Your replacement handle should come with corresponding parts for everything you just removed. In my case, one of the handles I was replacing was on one side of a double door that had the strike plate but not a bolt. That meant that the previous handles were not integrated, meaning there was no hole all the way through the door for the two parts of the set to meet in the middle, they were just screwed on the face of the door on either side. I had to bore a new hole for my new handles, just like you would if you were installing a handle on a new door. You need a kind of drill bit called a hole saw to cut holes the size you need for handle installation; usually a door handle needs a 2 5/8 inch circle but handle sets vary, so I have a bunch of various sizes of hole saw in case I need ‘em.

For most installations you use the template provided in your handle set to determine the backset for the hole; it needs to be an exact distance from the edge of the door to meet up with the inner workings of the bolt. In this case I just had to make a hole for the handle in the same spot as the previous handles. I started on one side with the hole saw and went about halfway through. Then I changed to a regular drill bit, and made a hole all the way through the door using the guide hole created by the hole saw. Then I changed back to the hole saw and started from the other side following the guide hole; this way you don’t get a bunch of splintering when you break through with the hole saw. Then it’s just a matter of putting the two halves of your handle set together in the new hole and screwing them tight.

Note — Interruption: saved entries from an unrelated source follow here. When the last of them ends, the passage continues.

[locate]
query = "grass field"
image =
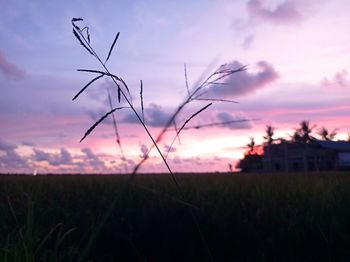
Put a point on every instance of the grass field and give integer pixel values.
(294, 217)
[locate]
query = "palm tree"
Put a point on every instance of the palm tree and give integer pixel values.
(326, 135)
(270, 131)
(251, 145)
(303, 133)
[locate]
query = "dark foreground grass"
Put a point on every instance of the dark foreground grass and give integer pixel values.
(294, 217)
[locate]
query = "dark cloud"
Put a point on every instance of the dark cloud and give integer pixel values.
(244, 83)
(340, 80)
(238, 121)
(287, 11)
(96, 115)
(92, 160)
(155, 116)
(9, 69)
(54, 159)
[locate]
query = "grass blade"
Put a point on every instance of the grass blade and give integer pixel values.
(192, 116)
(98, 122)
(112, 46)
(76, 20)
(81, 41)
(184, 124)
(141, 96)
(86, 86)
(186, 81)
(99, 72)
(217, 100)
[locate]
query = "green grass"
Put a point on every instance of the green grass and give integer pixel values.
(294, 217)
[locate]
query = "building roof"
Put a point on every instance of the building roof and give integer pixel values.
(343, 146)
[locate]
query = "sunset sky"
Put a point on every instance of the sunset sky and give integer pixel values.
(297, 54)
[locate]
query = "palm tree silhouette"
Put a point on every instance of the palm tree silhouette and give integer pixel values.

Replacing a bolt and a strike plate can be slightly trickier if the existing holes are not exactly the same as the ones you need for your new set. This may require a small amount of chiseling away at the edge of the existing hole to make it large enough for the new hardware. (PUT THE NEW BOLT IN FIRST. The placement of the strike plate is determined by where the bolt hits the door frame). If you have a wood chisel, great; but if you don’t, a utility knife and standard screwdriver will do in a pinch. The faceplate for the bolt and the edge of the strike plate require a shallow outline around the deeper hole for the bolt. This edge can be widened by slicing around the new plate with your utility knife to the depth of your plate (not much more than 5 or 7 millimeters, usually) and chiseling out the border with a small (smaller means a sharper blade) standard screwdriver. Be careful and go slow with the utility knife; it can get away from you if you are trying too hard. Make several shallow cuts instead of one deep one.

If you have to carve out some of the bolt hole you really do need a chisel. This happens with newer strike plates sometimes; you need it to rest closer to the edge of the door for the bolt to engage. Be careful that you don’t dig out so much of the frame that the structure is weakened; if the bolt won’t engage without just a little modification of the existing strike plate hole there’s something wrong with the door and the bolt installation. However, you do also need try to get enough space between the old screw holes and the new ones that you don’t weaken or blow out your new holes. Drill a pilot hole first, it keeps your new screws from cracking the wood.

That's about it -- if you have any questions, let me know! There’s a bit more to installing new hardware on a new door; you need to use the templates that come with the set to drill the required holes, and you’ll need a couple of different sized hole saws, and you’ll have to chisel out the faceplate areas. It’s also critical to drill pilot holes for your new installation before putting the screws in. Other than that, it’s pretty straightforward and what I have just described pretty much covers it. Most locksets come with comprehensive directions if you’re unsure. The only other thing I would add is that even though I am a huge fan of cordless drills, you need a pretty powerful and tough one to drill a lot of door handle holes. A corded drill works quite a bit better, faster and more reliably.